The new program promotes the pooling of air, ground, and sea-launched munitions, allowing countries to trade them within the alliance while giving other members a better idea of which countries are flush and which might be running dry.

The road to the first delivery in August actually began in Libya in 2011, when some NATO states were deeply embarrassed when they literally ran out of bombs during the campaign to help local rebels oust the regime led by Muammar Gaddafi.

Determined not to be caught out again, the alliance agreed at its Wales summit in 2014 to kickstart this joint procurement program, which slashes through reams of red tape and allows states to get needed stocks of bombs quickly.

The idea was to “make our stockpiles more shareable,” a NATO official told me. “So if I have a bunch of munitions that are going to expire and yours are brand new, you can use some of mine that I would otherwise have to expend money to demilitarize.” And then, a few years down the road, “you can give me some of yours and we’ll call it even.”

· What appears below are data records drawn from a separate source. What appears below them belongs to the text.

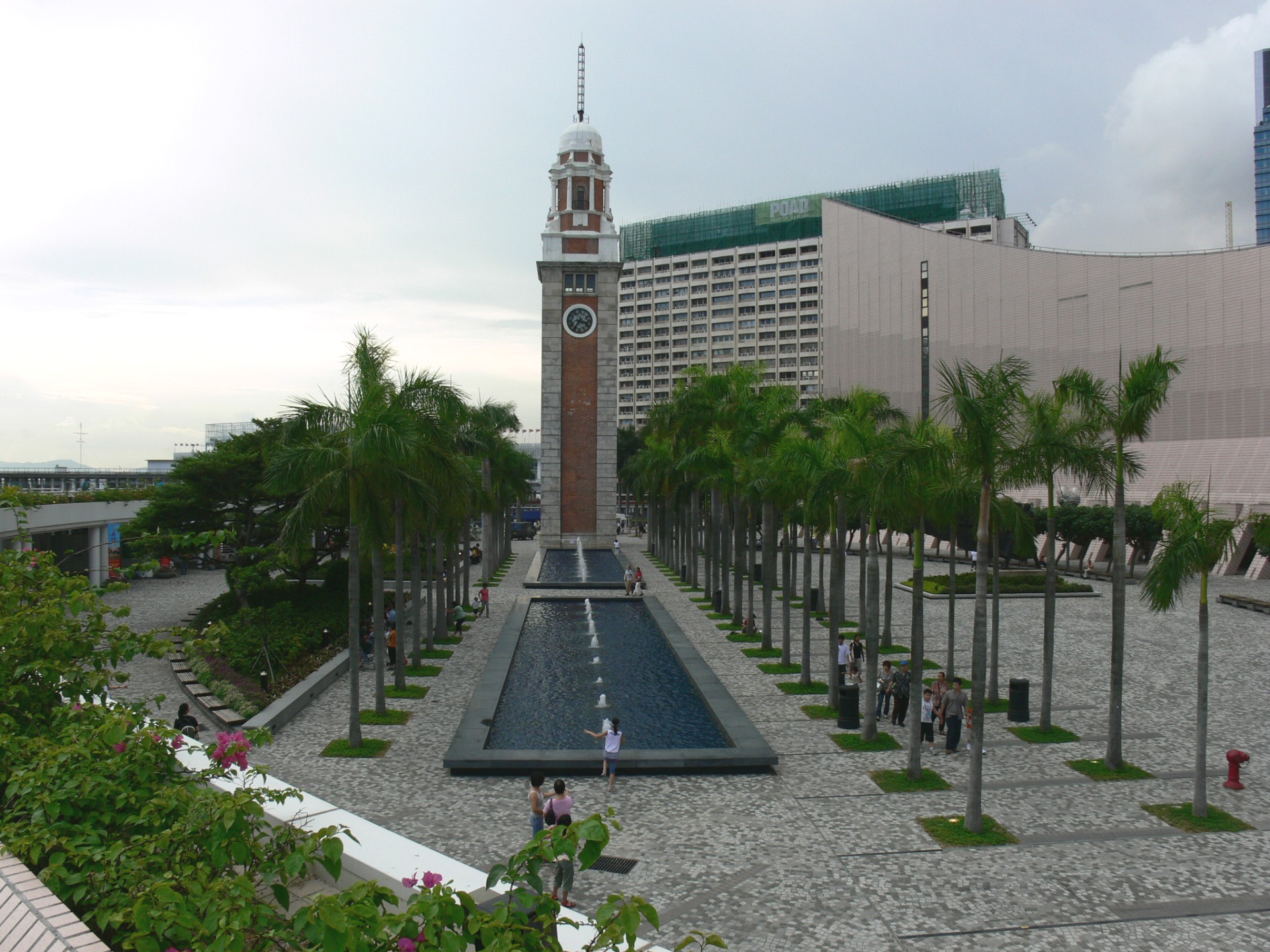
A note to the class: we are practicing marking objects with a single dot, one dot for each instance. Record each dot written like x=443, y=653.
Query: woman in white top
x=613, y=746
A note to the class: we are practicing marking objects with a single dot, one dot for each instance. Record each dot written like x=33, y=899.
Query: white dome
x=582, y=138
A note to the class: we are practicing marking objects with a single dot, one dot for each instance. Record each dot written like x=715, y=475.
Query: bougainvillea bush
x=95, y=799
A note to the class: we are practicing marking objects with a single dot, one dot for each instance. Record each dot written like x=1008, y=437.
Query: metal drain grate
x=615, y=863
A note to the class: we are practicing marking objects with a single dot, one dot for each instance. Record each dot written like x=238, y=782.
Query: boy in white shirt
x=927, y=720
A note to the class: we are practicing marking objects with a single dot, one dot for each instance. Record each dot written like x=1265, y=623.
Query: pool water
x=562, y=565
x=550, y=695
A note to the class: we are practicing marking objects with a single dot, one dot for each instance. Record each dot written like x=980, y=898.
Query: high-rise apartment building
x=745, y=285
x=1261, y=145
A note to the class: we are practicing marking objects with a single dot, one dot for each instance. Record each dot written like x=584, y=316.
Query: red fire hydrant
x=1235, y=758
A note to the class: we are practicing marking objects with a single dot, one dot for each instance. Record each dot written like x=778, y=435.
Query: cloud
x=1177, y=145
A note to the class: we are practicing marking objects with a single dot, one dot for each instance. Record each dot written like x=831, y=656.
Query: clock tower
x=579, y=273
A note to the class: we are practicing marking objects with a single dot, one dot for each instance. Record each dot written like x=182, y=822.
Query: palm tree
x=1126, y=413
x=984, y=405
x=917, y=455
x=1057, y=438
x=1195, y=543
x=366, y=448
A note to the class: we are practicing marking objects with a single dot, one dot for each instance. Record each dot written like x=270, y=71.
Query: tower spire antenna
x=582, y=83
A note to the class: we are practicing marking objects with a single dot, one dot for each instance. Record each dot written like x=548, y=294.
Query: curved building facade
x=1060, y=310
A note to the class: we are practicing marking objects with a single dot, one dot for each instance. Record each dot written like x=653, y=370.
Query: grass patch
x=371, y=746
x=898, y=782
x=793, y=687
x=1180, y=815
x=1011, y=584
x=821, y=713
x=952, y=832
x=1099, y=771
x=390, y=716
x=412, y=692
x=1035, y=735
x=855, y=743
x=780, y=668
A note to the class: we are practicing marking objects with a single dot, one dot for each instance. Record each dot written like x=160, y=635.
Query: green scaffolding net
x=919, y=201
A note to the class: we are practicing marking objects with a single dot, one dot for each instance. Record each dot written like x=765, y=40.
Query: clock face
x=579, y=320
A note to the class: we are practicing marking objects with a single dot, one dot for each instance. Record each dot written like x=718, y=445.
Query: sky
x=200, y=202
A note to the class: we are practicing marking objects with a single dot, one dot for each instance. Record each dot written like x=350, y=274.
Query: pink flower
x=232, y=749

The need to share the burden of deterrence and readiness has been front and center during the Trump administration, but the idea first gained traction in 2014 in the wake of the Russian invasion of Ukraine. The resulting increase in NATO exercises, along with participation in the bombing campaigns in Iraq and Syria against ISIS, underscored the dangers of paucity — but when some larger nations agreed to ship some of their bombs to friends, “what we found was this was a lot harder to do than we had participated,” the NATO official said.

So the 2014 agreement did away with some of the restrictions surrounding arms transfer, and established a consortium where groups of nations could buy weapons together, and share as needed.

After the first shipment of PGMs in August, the second and third tranches immediately began to take shape for more deliveries.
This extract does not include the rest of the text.